There are four designated locations in the grid world indicated by R(ed), G(reen), Y(ellow), and B(lue). When the episode starts, the taxi starts off at a random square and the passenger is at a random location. The taxi drives to the passenger's location, picks up the passenger, drives to the passenger's destination (another one of the four specified locations), and then drops off the passenger. Once the passenger is dropped off, the episode ends. The rewards are:

- -1 per step unless other reward is triggered.
- +20 delivering passenger.
- -10 executing "pickup" and "drop-off" actions illegally.
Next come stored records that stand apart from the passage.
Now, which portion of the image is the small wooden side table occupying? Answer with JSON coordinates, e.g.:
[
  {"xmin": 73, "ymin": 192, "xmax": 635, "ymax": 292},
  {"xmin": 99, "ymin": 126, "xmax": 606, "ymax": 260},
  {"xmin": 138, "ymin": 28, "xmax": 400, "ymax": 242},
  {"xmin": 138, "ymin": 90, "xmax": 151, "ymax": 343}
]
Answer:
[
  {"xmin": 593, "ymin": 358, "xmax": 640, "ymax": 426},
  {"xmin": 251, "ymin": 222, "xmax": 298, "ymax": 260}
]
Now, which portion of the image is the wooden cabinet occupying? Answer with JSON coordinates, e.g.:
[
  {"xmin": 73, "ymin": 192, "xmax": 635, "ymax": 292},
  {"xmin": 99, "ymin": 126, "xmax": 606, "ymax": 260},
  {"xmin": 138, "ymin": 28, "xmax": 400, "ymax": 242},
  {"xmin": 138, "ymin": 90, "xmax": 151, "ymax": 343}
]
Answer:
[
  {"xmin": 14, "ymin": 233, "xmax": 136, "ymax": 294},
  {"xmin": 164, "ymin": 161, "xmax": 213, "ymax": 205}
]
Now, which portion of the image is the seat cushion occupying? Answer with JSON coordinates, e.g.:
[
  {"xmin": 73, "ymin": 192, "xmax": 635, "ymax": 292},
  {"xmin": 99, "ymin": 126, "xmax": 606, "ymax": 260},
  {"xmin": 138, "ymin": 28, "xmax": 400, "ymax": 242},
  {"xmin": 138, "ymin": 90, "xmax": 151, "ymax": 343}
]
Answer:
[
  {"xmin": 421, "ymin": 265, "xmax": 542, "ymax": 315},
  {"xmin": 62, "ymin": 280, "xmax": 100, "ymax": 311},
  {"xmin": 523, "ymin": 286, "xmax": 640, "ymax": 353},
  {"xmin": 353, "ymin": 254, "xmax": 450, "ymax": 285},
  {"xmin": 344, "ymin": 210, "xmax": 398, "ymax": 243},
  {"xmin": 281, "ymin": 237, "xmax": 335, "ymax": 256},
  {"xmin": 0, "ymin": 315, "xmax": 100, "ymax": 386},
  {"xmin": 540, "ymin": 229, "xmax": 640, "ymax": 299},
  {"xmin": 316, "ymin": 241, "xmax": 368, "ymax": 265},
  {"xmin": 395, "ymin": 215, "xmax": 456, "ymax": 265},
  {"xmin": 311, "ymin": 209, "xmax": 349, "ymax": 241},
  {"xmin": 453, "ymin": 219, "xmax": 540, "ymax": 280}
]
If a navigation action would cause the taxi to hit a wall (solid borders in the map), the action is a no-op, and there is only the usual reward of −1.

In [7]:
import numpy as np
from collections import defaultdict
import random
from tqdm import tqdm

Let us import the ``TaxiEnv`` class from env_taxi.py and create an instance of the Taxi environment.

In [8]:
from env_taxi import TaxiEnv
env=TaxiEnv()

Then, we reset the environment:

In [9]:
np.random.seed(100)
env.reset()

(2, 3, 2, 1)

It returns four state variables:

- Row index of the taxi (starting from 0 in Python)
- Colum index of the taxi (starting from 0 in Python)
- Passenger location (0-4): 0=R, 1=G, 2=Y, 3=B, 4=in taxi
- Destination location (0-3): same encoding rule as that for passenger location but excluding the "in taxi" option.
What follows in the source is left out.